Momentáneamente, Raskolnikof creyó ver que todo daba vueltas.
«¿Es posible que esté fingiendo? ¡No, no es posible!», se dijo, rechazando con todas sus fuerzas un pensamiento que —se daba perfecta cuenta de ello— amenazaba hacerle enloquecer de furor.
—En aquellos momentos, yo no estaba bajo los efectos del delirio, procedía con plena conciencia de mis actos —exclamó, pendiente de las reacciones de Porfirio Petrovitch, en su deseo de descubrir sus intenciones—. Conservaba toda mi razón, toda mi razón, ¿oye usted?
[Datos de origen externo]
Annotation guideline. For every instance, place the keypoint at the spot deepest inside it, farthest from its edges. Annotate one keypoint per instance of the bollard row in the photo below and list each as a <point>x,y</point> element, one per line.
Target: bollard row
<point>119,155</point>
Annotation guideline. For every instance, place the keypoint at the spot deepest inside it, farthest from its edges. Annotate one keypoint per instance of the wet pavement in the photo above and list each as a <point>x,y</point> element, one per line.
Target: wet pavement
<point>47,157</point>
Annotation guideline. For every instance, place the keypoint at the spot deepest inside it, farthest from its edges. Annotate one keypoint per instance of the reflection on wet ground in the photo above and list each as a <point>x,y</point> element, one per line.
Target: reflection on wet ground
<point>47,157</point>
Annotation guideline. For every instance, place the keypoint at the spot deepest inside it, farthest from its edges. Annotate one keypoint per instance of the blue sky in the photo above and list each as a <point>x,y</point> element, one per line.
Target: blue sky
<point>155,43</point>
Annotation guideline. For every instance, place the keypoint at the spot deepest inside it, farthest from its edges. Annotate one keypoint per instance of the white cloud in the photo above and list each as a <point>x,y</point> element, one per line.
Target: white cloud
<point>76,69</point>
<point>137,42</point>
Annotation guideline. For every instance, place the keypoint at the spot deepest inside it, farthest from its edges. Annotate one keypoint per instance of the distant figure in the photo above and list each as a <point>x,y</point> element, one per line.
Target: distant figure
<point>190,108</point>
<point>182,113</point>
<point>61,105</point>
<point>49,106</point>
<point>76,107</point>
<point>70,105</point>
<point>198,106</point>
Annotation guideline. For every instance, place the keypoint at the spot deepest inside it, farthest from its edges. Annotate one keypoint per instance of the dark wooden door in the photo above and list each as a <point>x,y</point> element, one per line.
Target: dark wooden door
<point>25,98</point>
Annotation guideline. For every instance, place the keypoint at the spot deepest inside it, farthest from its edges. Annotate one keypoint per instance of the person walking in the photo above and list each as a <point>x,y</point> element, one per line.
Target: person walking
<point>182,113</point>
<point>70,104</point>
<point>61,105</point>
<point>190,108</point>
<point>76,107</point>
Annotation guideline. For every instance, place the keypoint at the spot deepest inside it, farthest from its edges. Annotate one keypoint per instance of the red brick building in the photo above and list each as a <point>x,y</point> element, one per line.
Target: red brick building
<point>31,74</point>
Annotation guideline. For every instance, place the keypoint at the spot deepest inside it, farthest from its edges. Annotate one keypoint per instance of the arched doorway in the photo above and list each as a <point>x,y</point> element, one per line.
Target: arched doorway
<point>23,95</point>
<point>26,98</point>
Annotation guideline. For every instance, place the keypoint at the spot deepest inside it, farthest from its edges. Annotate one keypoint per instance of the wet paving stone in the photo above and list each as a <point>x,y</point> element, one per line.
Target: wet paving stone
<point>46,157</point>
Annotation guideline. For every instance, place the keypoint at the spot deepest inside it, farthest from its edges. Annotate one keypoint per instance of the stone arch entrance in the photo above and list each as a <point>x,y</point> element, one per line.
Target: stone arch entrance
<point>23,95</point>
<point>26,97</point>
—Sí, lo oigo y lo comprendo. Ya lo dijo usted ayer, e insistió sobre este punto. Yo comprendo anticipadamente todo lo que usted puede decir. Óigame, Rodion Romanovitch, mi querido amigo: permítame hacerle una nueva observación. Si usted fuese el culpable o estuviese mezclado en este maldito asunto, ¿habría dicho que conservaba plenamente la razón? Yo creo que, por el contrario, usted habría afirmado, y se habría aferrado a su afirmación, que usted no se daba cuenta de lo que hacía. ¿No tengo razón? Dígame, ¿no la tengo?
El tono de la pregunta dejaba entrever una celada. Raskolnikof se recostó en el respaldo del sofá para apartarse de Porfirio, cuyo rostro se había acercado al suyo, y le observó en silencio, con una mirada fija y llena de asombro.
—Algo parecido puede decirse de la visita de Rasumikhine. Si usted fuese el culpable, habría dicho que él había venido a mi casa por impulso propio y habría ocultado que usted le había incitado a hacerlo. Sin embargo, usted ha dicho que Rasumikhine vino a verme porque usted lo envió.
Raskolnikof se estremeció. El no había hecho afirmación semejante.
—Sigue usted mintiendo —dijo, esbozando una sonrisa de hastío y con voz lenta y débil—. Usted quiere demostrarme que lee en mi pensamiento, que puede predecir todas mis respuestas —añadió, dándose cuenta de que ya era incapaz de medir sus palabras—. Usted quiere asustarme; usted se está burlando de mí, sencillamente.
Mientras decía esto no apartaba la vista del juez de instrucción. De súbito, un terrible furor fulguró en sus ojos.
—Está diciendo una mentira tras otra —exclamó—. Usted sabe muy bien que la mejor táctica que puede seguir un culpable es sujetarse a la verdad tanto como sea posible..., declarar todo aquello que no pueda ocultarse. ¡No le creo a usted!
—¡Qué veleta es usted! —dijo Porfirio con una risita mordaz—. No hay medio de entenderse con usted. Está dominado por una idea fija. ¿No me cree? Pues yo creo que empieza usted a creerme. Con diez centímetros de fe me bastará para conseguir que llegue al metro y me crea del todo. Porque le tengo verdadero afecto y sólo deseo su bien.